The statistical results presented above (Tables 2 and 5) are consistent with the Wilcox-Russell hypothesis [2, 4, 5], and its extensions [6] (Figure 1c) that suggest that birth weight is not on the "causal pathway" to infant mortality at least for "normal" births. The racial disparity in birth weight has no significant association with the racial disparity in infant mortality after controlling for the other paths in Figure 1c. There is no evidence of any residual difference in infant mortality between birth weight and infant mortality over and above the direct effect and the reverse-J shape of the standard population, European American births in this case. It is unlikely that this result is compromised by uncontrolled confounding of birth weight and infant mortality, since this would require that the sum total of associations generated by uncontrolled confounding equal zero. It is more likely that all of the effects of race on infant mortality in this subpopulation operate through pathways that do not include birth weight.

On the other hand, there is a substantial indirect effect, which disadvantages African American infant mortality among "compromised" births (Table 5). The results in Table 2 indicate that this association is largely due to a change in shape of the reverse-J-shaped birth weight specific mortality curve between the races. This could be due to an interaction of race and birth weight on infant mortality, or due to a violation of no unmeasured confounding assumptions b or c. It is also equivalent to the interaction [6] required by Figure 1a and also possible in Figure 1b, both of which require that birth weight be on the "causal pathway" to infant mortality. In any event an association between birth weight and infant mortality can not be excluded, and it remains possible that birth weight has a "causal" effect on infant mortality among these "compromised" births.
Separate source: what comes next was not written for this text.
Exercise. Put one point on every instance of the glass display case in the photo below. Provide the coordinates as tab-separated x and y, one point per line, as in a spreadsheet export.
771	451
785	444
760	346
Overall, the findings suggest that interventions with respect to birth weight will not reduce racial disparities in mortality among "normal" births, but might reduce them among "compromised" births. Identification of the exact mechanisms and whether birth weight plays a "causal" role conditional on "compromised" birth will require additional analysis, i.e. control of potential confounding. The "compromised" subpopulation accounts for about 29-41% of the observed racial disparity for females and males respectively (Table 4).
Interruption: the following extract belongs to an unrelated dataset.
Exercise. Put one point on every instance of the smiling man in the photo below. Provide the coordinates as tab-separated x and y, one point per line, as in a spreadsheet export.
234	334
If our hypothesis concerning the selection effects of fetal loss on observed racial disparities is correct, then the total racial disparity is higher than observed, and the proportion of the disparity due to the "compromised" subpopulation is larger than observed. The confounding, represented by the mixing proportion, accounts for an additional 17-21% of the observed racial disparity for males and females, respectively (Table 4). Nevertheless, completely eliminating the "compromised" subpopulation would a) reduce both the low and the macrosomic birth weight rates, which are generally associated with elevated infant mortality in both African and European American birth cohorts, b) reduce the size of the racial disparity if direct standardization based on the European American distribution are accepted, c) reduce the size of the disparity yet again if our hypothesis concerning the selection effects of fetal loss in the "compromised" subpopulation is correct and included as a potential bias, but d) still result in a population with a racial disparity of 1.9 and 1.8 for females and males, respectively (Table 5), about the level of the relative risk currently observed in the raw data (2.1 for both sexes, Table 1).